In Colbert's 15 years, the Steelers have signed only seven free agents who went on to start multiple years (Kimo von Oelhoffen, Brent Alexander, Hartings, Farrior, Ryan Clark, Justin Hartwig, Mitchell).
Last year, the Steelers stepped out of their comfort zone and invested $38 million in seven free agents, including $25 million and five years in Mitchell. Two years before that, the Steelers signed only Pope. In 2011, they didn't sign a free agent.
“There were more numbers, I guess, last year than we've done.
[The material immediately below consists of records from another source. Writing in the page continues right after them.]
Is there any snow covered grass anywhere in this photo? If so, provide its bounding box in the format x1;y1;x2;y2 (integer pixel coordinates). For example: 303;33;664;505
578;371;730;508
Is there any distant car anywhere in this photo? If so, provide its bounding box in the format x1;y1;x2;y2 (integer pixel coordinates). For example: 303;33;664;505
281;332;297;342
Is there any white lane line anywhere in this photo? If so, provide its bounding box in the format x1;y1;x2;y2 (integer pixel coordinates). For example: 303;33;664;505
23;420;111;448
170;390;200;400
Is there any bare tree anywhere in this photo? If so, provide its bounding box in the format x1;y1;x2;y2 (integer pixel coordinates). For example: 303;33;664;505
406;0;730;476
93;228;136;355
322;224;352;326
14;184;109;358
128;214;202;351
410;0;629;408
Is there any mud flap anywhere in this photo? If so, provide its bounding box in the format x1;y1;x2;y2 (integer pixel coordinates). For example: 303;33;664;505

But we go through those periods every once in a while,” Colbert said. “Occasionally, we'll have a priority free agent like we did with James Farrior, Jeff Hartings.”
This could be one of those years again.
The Steelers are thin in experience at cornerback and outside linebacker. With the uncertainty surrounding Worilds, along with James Harrison and Arthur Moats being free to sign elsewhere, Jarvis Jones is the only linebacker on the roster with experience.
At corner, behind William Gay, the Steelers are hoping Cortez Allen can rebound from a poor season, but Colbert said at the NFL Scouting Combine that Allen has to show he is a NFL-caliber player despite the hefty $26 million contract he signed last year.
While one of those needs likely will be addressed in the draft, two might be asking too much.
Colbert said anything is in play in free agency, within reason.
(Cornerback) would be a position where, sure, you're looking for help,” Colbert said. “Is there one that's available and signable?”
Seattle cornerback Byron Maxwell and Philadelphia rush linebacker Brandon Graham are at the high end of the free agent market and might have a price tag more than the Steelers are willing to spend. That might lead the Steelers back to their comfort zone — young depth free agent signings.
The Steelers were successful in bringing in those kinds of players the past two years. Last year, Brice McCain and Moats were signed to veteran minimum deals. The year before that, Bruce Gradkowski and Matt Spaeth were bargains that provided much-needed depth.
“I kind of like that type of depth,” Colbert said. “It's an experienced, young depth, as opposed to the rookie that has to be thrown in.
“We will certainly be looking at improving the pass rush, the coverage in the secondary, and those go hand-in-hand. But we will look at the free agency part first and move into the draft afterward.”